I saw the movie Limitless over the weekend. It’s about unrealistic, overachieving, materialistic desires fulfilled by taking a pill that gives a person access to all of their mental capacity. What did this movie keep making me think about? Meditation.
Some of what the film portrayed was out of synch with how meditation can help. For example, the main character, Charlie, learns languages and high level math overnight. But there was much to connect the experience of having access to more of a person’s abilities with meditation.
What struck me were the scenes that depicted the change in Charlie after he took the pill. The visual presentation of what he was feeling looked and felt like being fully present. The film shows time slowing down and Charlie seeing both the scene in front of him and himself, from the point of view of an observer of everything. His eyes become clear. His posture becomes straight. He looks confident, centered, ready for anything that comes at him. The chaos of what is happening in front of him is separate from him. He doesn’t react, he observes and then responds. His mind is taking it all in, weighing his options and coming to a smart, creative solution.
The movie is science fiction but anyone who has had even a brief experience of being fully present knows the feeling is real. I have spoken about a period of time when I meditated consistently every day for a year and there have been other times as well, when I’ve felt more creative and centered. I could literally feel the synapses firing, just like they did in the movie.
Charlie uses his powers to play the stock market. At one point the big time investor he is working for played by Robert DeNiro says, “what’s your secret?” Charlie’s answer: “Medication.” Jon Kabat-Zinn has observed that the similarity between medication and meditation is not a coincidence.
I know that claims of super powers resulting from meditation are antithetical to the entire concept of the practice.

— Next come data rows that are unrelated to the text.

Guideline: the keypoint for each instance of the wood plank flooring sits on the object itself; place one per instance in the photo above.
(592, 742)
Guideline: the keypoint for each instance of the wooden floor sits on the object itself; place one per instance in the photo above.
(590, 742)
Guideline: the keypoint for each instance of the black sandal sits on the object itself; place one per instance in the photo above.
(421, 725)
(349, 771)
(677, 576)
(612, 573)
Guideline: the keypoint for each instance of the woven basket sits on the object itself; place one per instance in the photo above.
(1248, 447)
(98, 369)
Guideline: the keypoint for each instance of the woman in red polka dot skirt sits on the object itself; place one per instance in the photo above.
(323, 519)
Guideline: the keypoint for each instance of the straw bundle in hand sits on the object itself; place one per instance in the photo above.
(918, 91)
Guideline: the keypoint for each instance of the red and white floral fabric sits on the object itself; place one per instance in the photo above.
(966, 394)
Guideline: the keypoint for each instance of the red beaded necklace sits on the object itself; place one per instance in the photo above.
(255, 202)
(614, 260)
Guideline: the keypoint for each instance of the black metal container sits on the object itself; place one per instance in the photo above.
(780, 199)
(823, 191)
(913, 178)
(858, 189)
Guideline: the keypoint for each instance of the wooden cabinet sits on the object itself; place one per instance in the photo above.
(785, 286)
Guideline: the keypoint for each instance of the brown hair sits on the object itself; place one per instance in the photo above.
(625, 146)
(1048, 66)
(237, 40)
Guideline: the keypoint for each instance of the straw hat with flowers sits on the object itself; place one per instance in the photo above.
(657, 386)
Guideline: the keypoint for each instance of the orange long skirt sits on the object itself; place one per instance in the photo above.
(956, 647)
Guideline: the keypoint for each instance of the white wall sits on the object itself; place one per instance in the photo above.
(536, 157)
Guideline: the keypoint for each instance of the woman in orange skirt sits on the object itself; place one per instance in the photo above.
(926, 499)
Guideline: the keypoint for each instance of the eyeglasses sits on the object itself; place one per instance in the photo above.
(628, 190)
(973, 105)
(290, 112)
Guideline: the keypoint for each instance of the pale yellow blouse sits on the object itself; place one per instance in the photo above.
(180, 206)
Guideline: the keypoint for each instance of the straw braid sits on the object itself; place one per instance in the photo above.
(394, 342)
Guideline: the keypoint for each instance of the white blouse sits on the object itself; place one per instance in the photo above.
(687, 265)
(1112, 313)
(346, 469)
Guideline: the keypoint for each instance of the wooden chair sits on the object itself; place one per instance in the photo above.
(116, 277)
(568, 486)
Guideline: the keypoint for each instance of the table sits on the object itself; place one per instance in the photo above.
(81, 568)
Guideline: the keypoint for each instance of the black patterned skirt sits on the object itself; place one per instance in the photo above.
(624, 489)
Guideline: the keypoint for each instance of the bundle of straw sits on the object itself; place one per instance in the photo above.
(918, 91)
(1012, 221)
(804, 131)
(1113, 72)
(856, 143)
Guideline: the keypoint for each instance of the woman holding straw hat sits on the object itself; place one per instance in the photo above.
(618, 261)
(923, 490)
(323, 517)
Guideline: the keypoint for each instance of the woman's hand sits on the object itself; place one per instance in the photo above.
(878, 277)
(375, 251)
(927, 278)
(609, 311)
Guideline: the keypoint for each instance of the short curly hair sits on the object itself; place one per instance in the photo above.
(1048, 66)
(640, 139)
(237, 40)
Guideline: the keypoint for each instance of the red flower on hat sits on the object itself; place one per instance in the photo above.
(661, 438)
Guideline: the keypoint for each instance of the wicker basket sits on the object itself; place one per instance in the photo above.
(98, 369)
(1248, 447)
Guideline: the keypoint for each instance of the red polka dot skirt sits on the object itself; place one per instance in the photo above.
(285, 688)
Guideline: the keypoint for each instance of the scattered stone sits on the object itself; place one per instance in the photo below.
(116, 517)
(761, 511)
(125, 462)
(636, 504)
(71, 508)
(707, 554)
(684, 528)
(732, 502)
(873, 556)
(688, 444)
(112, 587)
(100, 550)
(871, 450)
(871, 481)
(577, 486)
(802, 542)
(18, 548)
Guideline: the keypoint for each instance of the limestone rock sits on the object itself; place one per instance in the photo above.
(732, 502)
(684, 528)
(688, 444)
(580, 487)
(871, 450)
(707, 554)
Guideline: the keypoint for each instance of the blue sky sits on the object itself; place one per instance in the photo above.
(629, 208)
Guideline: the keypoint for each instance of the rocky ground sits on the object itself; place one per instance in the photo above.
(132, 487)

Yet, I have had experiences after an extraordinary yoga session or period of meditation, that felt like scenes in the movie looked. My mind was highly focused and sharp. I experienced the feeling of being in the scene and being an observer at the same time. I felt more confident and able to deal with whatever came my way.
I wondered after seeing the movie, if the writer was inspired by taking mind altering drugs or by meditating. I also wonder what others think about the movie. You may have experienced that feeling of being “on”– of feeling sharp and confident and strong. What do you think helped you feel that way?